Best interest of the child is the test used in the family and supreme courts of the State of New York to determine custody of minors. The parent who presents the best evidence of providing a stable and loving home will be advantaged in any child custody dispute.

In New York State, neither party has an automatic right to custody of children. To seek custody in New York, the child(ren) must have lived in state for six months before you can file a custody petition. New York Courts inquire as to who is the primary caretaker of the child(ren): the one who feeds, dresses, drives them to school, changes diapers and brings them to medical appointments. If both parents share these responsibilities equally, both are considered equal caretakers of the child(ren).

The court also evaluates the fitness of the parent to take care of the child(ren): whether there are issues with alcohol or drugs or unpredictable behaviors that may negatively impact on the child(ren). History of domestic violence is also considered in determining custody and visitation. Where there is a history of behavior that is particularly worrisome, supervised visitation may be the only kind of visitation ordered by the court.

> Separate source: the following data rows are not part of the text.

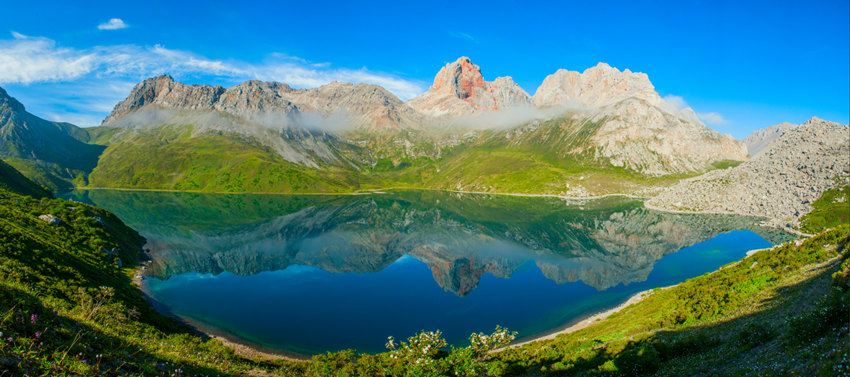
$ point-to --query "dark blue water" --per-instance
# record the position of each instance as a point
(308, 275)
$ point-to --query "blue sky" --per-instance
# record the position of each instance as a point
(752, 64)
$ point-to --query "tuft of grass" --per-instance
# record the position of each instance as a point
(830, 210)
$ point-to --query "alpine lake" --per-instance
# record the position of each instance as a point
(306, 274)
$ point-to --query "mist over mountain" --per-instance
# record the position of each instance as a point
(578, 132)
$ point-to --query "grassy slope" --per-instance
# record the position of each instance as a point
(172, 159)
(67, 309)
(775, 316)
(13, 181)
(831, 209)
(774, 313)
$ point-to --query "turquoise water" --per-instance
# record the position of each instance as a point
(313, 274)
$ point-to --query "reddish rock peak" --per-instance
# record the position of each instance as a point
(459, 88)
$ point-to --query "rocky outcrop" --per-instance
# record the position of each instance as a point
(459, 89)
(597, 86)
(779, 184)
(353, 104)
(761, 139)
(637, 135)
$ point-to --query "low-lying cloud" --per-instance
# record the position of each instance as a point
(677, 104)
(39, 61)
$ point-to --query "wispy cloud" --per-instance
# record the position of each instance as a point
(101, 76)
(32, 59)
(678, 104)
(29, 59)
(713, 118)
(113, 24)
(464, 36)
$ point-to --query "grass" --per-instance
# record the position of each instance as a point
(830, 210)
(14, 181)
(552, 158)
(170, 158)
(745, 319)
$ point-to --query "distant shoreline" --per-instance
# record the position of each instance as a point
(366, 192)
(254, 351)
(592, 319)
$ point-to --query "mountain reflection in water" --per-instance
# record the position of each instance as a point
(461, 237)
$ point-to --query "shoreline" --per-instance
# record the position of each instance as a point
(253, 352)
(240, 347)
(375, 191)
(590, 320)
(600, 316)
(766, 221)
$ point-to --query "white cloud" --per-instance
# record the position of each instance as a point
(113, 24)
(29, 60)
(713, 118)
(677, 104)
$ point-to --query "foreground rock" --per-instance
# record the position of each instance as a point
(778, 184)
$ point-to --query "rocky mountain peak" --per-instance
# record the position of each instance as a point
(460, 78)
(597, 86)
(460, 89)
(362, 104)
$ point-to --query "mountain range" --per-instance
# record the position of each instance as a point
(596, 132)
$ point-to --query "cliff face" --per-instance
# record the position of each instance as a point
(459, 89)
(761, 139)
(780, 183)
(597, 86)
(359, 104)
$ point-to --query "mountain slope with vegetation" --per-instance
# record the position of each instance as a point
(13, 181)
(598, 132)
(53, 154)
(69, 307)
(779, 184)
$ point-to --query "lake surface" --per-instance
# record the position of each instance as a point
(309, 274)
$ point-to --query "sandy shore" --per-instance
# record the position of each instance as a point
(382, 190)
(589, 321)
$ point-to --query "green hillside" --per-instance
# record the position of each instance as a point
(13, 181)
(551, 158)
(172, 158)
(54, 154)
(68, 308)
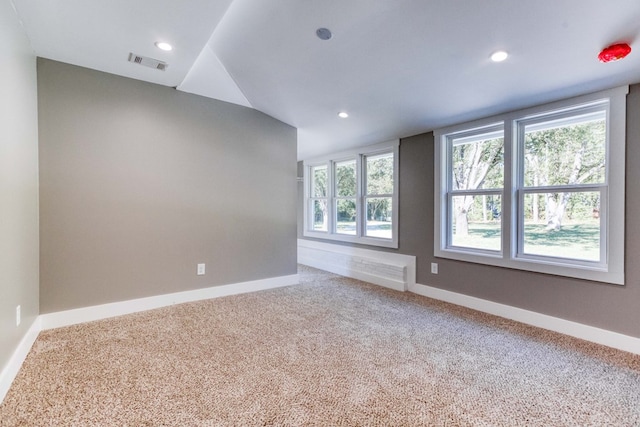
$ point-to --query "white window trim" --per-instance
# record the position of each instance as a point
(612, 270)
(358, 154)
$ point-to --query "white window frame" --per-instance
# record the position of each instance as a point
(359, 155)
(611, 268)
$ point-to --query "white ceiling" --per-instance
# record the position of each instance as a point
(398, 67)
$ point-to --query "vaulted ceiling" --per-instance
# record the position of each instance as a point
(398, 67)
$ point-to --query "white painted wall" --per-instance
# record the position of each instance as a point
(19, 247)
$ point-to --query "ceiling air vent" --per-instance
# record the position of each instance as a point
(148, 62)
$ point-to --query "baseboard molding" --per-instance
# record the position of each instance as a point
(563, 326)
(88, 314)
(97, 312)
(19, 355)
(391, 270)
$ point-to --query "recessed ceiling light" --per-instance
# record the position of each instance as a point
(164, 46)
(499, 56)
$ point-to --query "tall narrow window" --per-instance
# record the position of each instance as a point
(563, 185)
(346, 197)
(379, 195)
(475, 197)
(353, 196)
(319, 200)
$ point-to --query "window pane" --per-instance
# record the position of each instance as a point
(379, 223)
(478, 162)
(320, 218)
(319, 181)
(566, 152)
(380, 174)
(476, 222)
(346, 216)
(346, 179)
(564, 225)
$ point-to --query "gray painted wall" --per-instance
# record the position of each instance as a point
(611, 307)
(18, 183)
(139, 183)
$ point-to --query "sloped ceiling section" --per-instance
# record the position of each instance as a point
(100, 34)
(397, 67)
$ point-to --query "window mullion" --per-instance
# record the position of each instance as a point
(361, 209)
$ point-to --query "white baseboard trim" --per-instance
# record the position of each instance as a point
(97, 312)
(563, 326)
(19, 355)
(388, 269)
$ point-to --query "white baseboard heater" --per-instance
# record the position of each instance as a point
(386, 269)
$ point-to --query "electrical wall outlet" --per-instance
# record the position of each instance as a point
(200, 270)
(434, 268)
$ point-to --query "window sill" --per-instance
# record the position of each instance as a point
(544, 266)
(370, 241)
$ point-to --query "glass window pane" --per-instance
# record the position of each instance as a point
(564, 225)
(346, 179)
(319, 215)
(379, 218)
(478, 162)
(346, 216)
(566, 152)
(380, 174)
(319, 181)
(476, 222)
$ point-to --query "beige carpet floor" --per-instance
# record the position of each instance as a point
(331, 351)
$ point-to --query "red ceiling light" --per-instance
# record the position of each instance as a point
(614, 52)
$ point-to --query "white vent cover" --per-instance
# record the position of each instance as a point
(148, 62)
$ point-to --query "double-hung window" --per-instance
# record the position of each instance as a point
(540, 189)
(352, 196)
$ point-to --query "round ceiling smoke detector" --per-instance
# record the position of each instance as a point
(323, 33)
(614, 52)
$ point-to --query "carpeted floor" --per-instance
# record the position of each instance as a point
(331, 351)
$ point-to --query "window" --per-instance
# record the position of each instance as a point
(540, 189)
(352, 196)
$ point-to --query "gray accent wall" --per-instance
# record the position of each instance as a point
(140, 182)
(18, 183)
(612, 307)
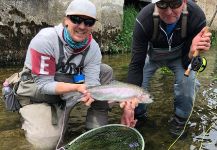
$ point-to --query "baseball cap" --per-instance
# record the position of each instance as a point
(81, 7)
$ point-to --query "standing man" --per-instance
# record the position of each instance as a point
(167, 33)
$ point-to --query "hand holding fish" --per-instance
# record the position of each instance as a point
(201, 42)
(127, 117)
(86, 98)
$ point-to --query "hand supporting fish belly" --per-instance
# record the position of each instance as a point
(127, 117)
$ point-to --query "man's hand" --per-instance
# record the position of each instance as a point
(127, 117)
(87, 99)
(201, 42)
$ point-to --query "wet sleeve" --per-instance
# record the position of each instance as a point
(138, 55)
(195, 25)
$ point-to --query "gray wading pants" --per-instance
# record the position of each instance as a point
(37, 117)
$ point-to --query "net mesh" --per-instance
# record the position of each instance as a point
(112, 137)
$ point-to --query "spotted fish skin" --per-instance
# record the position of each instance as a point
(119, 91)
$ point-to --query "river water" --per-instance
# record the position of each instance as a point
(202, 125)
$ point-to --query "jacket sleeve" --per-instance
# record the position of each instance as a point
(196, 22)
(139, 51)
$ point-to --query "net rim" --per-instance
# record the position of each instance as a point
(110, 125)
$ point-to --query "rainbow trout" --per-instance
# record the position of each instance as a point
(115, 92)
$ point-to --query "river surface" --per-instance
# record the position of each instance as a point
(202, 132)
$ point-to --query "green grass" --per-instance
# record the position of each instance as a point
(122, 42)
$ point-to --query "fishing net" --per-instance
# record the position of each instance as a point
(108, 137)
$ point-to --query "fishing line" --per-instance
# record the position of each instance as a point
(194, 97)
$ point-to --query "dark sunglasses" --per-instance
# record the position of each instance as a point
(78, 20)
(172, 4)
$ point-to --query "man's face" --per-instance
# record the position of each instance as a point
(170, 10)
(79, 27)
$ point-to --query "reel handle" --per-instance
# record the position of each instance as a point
(196, 53)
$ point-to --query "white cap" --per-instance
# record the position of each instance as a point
(81, 7)
(154, 1)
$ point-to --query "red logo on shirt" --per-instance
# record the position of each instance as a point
(42, 64)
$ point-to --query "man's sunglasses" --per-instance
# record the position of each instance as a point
(172, 4)
(78, 20)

An attorney for the child is immediately appointed to represent the child(ren) upon the filing of a custody or visitation petition. The attorney for the child meets with the child(ren) and speaks with the parents and/or their attorneys and makes recommendations to the court pertaining to the welfare of the child(ren).

In cases where both parents are able to communicate well and agree a significant percentage of the time, an order of joint custody will be awarded by the court either after trial or approved as a result of a submitted settlement agreement. If you are awarded joint custody, it means that you have an equal responsibility to make decisions about your child(ren). In the event you and your former partner cannot agree on the time of day, the judge will most likely not agree to an order of joint custody, but rather will give sole legal custody to one parent. With joint custody, each parent is entitled to receive school reports and information, medical reports and can participate in all decisions which effect their child(ren).

What if the parents are not married? If the father never established paternity by signing an “acknowledgment of paternity” then he is not entitled to any rights of custody or visitation. How would a father resolve this issue? He has two options:
the father could ask the mother to sign a written agreement which states he is the father and file the document with the child’s birth certificate, or, the father could file a paternity petition in family court and ask for a DNA test. Be advised, if the child is the child of the petitioning father, but was born while the mother was married to another, there is a presumption in law that the child is the biological child of the mother’s spouse.

What should you do if you have a custody/visitation order but the other parent refuses to allow visitation? You can file a violation of visitation petition in the local family court. It is never a good idea to prevent the other parent his or her parenting rights without good reason. Your refusal to adhere to a custody/visitation order can be used against you in court and be introduced as evidence at trial to prove you can’t be trusted to share custody or visitation since you have deprived the other parent of her or his legal rights. However, in the event one of the parents might pose a danger to the child, such as driving while intoxicated while the child is in the car, or, engage in domestic violence in the presence of the child, then the other parent must file a petition to stop visitation and have the court review the nature of the allegations.